Prokurator żąda 15 lat za WTC
Prokurator w Hamburgu zażądał 15 lat więzienia dla Marokańczyka Abdelghaniego Mzoudiego, oskarżonego o pomaganie w przygotowaniach do zamachów z 11 września 2001 roku w USA. Jest to najwyższy wymiar kary, grożący za zarzucane oskarżonemu czyny.
08.01.2004 | aktual.: 08.01.2004 18:34
Mzoudi zjawił się jednak w czwartek w sądzie jako wolny człowiek. W grudniu został zwolniony z aresztu w związku z uzyskanymi przez sąd informacjami o zeznaniu, wskazującym, że nie należał do hamburskiej komórki Al-Kaidy, która odegrała istotną rolę w zamachach z 11 września.
Sędzia poinformował wtedy, że w listopadzie pewien świadek (którego nazwiska nie wymienił) zeznał, iż do hamburskiej komórki należeli jedynie piloci-samobójcy Mohamed Atta, Marwan al Shehi i Ziad Jarrah, a także Ramzi bin al-Shaibah, jeden z przywódców Al- Kaidy, przebywający w areszcie w USA.
W czwartek prokurator Walter Hemberger podkreślił, że Mzoudi wspomagał hamburską komórkę co najmniej od 1999 roku.
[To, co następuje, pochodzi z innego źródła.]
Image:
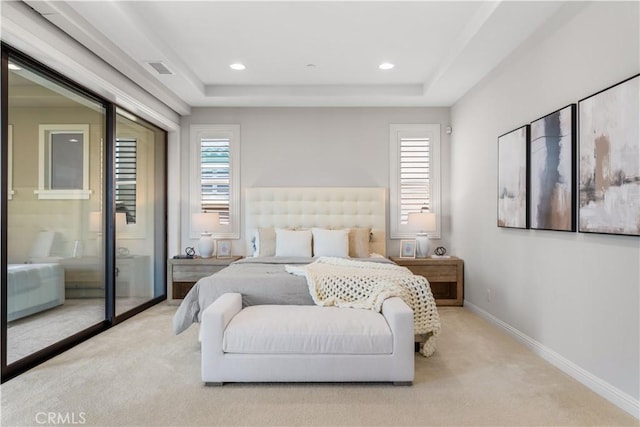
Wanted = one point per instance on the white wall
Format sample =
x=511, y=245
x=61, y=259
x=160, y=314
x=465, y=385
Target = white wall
x=575, y=296
x=316, y=147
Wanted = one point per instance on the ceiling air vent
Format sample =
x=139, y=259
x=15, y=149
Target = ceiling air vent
x=159, y=67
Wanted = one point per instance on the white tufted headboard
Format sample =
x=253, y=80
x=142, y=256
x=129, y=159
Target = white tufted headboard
x=325, y=207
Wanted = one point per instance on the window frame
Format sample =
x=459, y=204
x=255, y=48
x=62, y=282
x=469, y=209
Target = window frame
x=44, y=190
x=196, y=133
x=396, y=133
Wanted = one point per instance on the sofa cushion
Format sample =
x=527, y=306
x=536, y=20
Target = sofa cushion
x=300, y=329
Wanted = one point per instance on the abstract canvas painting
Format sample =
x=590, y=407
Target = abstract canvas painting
x=512, y=178
x=610, y=160
x=552, y=171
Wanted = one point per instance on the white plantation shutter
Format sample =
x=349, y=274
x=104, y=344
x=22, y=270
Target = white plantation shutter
x=415, y=191
x=126, y=177
x=215, y=176
x=414, y=181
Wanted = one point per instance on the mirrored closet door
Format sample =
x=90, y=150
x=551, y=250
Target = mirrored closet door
x=54, y=212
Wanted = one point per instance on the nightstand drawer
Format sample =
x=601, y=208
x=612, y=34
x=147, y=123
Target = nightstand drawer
x=437, y=273
x=445, y=276
x=192, y=273
x=183, y=273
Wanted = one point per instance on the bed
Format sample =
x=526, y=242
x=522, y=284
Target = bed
x=32, y=288
x=275, y=221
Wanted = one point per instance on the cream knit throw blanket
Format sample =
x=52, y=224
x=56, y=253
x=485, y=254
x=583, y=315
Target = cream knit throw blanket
x=360, y=284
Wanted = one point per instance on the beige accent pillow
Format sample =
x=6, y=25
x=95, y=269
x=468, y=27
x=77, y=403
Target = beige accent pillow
x=330, y=242
x=293, y=243
x=359, y=242
x=266, y=242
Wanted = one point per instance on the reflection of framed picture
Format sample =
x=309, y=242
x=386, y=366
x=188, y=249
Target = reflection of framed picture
x=223, y=248
x=552, y=195
x=609, y=176
x=407, y=249
x=513, y=184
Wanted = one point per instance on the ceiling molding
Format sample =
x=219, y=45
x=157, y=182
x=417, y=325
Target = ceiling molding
x=29, y=32
x=71, y=22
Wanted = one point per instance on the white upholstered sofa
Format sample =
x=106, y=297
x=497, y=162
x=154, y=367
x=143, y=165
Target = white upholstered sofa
x=290, y=343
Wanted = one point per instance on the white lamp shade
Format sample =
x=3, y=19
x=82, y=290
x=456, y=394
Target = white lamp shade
x=205, y=222
x=121, y=220
x=422, y=221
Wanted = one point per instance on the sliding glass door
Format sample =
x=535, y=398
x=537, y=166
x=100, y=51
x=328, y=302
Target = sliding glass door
x=54, y=211
x=139, y=175
x=83, y=214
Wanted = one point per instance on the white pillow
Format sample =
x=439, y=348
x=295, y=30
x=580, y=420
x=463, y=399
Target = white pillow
x=293, y=242
x=330, y=242
x=265, y=242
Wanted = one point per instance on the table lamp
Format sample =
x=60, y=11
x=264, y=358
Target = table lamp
x=205, y=223
x=423, y=222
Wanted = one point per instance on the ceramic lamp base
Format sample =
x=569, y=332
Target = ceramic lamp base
x=206, y=245
x=422, y=245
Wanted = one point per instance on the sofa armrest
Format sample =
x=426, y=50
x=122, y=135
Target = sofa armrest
x=214, y=321
x=399, y=316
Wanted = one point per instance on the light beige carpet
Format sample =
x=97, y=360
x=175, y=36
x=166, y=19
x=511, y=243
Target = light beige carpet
x=139, y=374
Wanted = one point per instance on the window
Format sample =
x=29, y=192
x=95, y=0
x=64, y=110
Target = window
x=63, y=162
x=414, y=175
x=126, y=167
x=215, y=175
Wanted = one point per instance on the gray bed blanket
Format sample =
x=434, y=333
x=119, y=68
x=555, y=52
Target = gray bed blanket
x=262, y=280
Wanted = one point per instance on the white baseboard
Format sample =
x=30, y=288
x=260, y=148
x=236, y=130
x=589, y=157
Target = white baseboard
x=597, y=385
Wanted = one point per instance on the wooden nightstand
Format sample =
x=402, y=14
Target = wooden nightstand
x=182, y=273
x=445, y=275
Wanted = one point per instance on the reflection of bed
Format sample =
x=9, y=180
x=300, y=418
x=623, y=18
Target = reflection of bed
x=32, y=288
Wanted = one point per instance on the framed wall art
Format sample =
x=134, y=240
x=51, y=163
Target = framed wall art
x=609, y=146
x=407, y=248
x=513, y=184
x=552, y=162
x=223, y=248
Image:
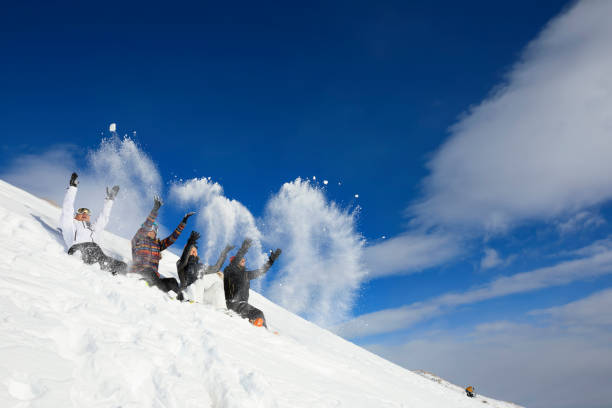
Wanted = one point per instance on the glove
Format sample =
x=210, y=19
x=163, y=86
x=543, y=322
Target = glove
x=157, y=203
x=73, y=180
x=186, y=217
x=274, y=255
x=112, y=193
x=193, y=237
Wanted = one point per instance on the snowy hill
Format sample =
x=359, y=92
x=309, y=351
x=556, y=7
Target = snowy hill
x=72, y=335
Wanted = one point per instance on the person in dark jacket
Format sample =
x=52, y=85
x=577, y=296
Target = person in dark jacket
x=237, y=282
x=147, y=248
x=201, y=283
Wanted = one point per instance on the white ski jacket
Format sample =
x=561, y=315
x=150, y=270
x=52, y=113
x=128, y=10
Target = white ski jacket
x=76, y=232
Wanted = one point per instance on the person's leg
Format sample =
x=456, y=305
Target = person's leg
x=170, y=284
x=249, y=312
x=212, y=293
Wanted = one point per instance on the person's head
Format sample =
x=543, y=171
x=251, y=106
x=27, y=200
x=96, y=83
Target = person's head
x=82, y=214
x=241, y=263
x=152, y=232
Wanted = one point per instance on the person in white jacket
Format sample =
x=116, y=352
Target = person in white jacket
x=82, y=235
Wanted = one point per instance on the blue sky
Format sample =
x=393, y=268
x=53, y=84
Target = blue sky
x=474, y=133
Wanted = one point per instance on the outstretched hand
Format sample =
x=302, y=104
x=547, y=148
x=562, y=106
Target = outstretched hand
x=112, y=193
x=74, y=182
x=186, y=217
x=157, y=202
x=247, y=243
x=274, y=255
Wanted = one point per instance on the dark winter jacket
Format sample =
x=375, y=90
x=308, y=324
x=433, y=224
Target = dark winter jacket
x=190, y=269
x=237, y=279
x=146, y=251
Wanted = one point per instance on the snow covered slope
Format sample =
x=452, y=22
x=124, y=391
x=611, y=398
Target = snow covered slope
x=73, y=335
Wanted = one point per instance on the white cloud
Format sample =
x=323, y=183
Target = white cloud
x=538, y=147
x=597, y=263
x=321, y=267
x=537, y=366
x=491, y=259
x=580, y=221
x=595, y=310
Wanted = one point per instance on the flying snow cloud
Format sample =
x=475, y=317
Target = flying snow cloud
x=221, y=220
x=322, y=266
x=116, y=161
x=537, y=149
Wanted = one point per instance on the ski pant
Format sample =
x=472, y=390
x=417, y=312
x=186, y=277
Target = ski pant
x=246, y=311
x=91, y=253
x=207, y=290
x=164, y=284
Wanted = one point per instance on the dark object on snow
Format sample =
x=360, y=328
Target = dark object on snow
x=237, y=282
x=91, y=253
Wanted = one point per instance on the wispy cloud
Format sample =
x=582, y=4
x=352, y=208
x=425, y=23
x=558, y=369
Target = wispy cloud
x=536, y=363
x=595, y=264
x=491, y=259
x=539, y=146
x=537, y=149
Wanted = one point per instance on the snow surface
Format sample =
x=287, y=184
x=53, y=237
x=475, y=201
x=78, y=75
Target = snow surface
x=73, y=335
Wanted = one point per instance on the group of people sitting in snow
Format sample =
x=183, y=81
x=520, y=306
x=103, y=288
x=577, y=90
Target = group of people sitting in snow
x=198, y=282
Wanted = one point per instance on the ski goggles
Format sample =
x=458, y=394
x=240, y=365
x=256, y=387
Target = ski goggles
x=154, y=227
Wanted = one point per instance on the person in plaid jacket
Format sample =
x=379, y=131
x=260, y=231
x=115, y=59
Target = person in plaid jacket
x=146, y=250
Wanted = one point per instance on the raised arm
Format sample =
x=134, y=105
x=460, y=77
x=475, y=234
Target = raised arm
x=217, y=267
x=102, y=220
x=261, y=271
x=148, y=224
x=246, y=244
x=181, y=263
x=66, y=224
x=171, y=239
Oskarżyciel skrytykował sąd za umożliwienie Mzoudiemu odpowiadania z wolnej stopy, mówiąc, że "stawia to na głowie wyniki postępowania dowodowego".
Sprawa Mzoudiego jest drugim w Niemczech procesem o pomoc w zorganizowaniu zamachów z 11 września. W lutym 2003 Marokańczyk Mounir el Motasadek został skazany przez sąd pierwszej instancji na 15 lat więzienia. Rozprawa apelacyjna odbędzie się pod koniec stycznia.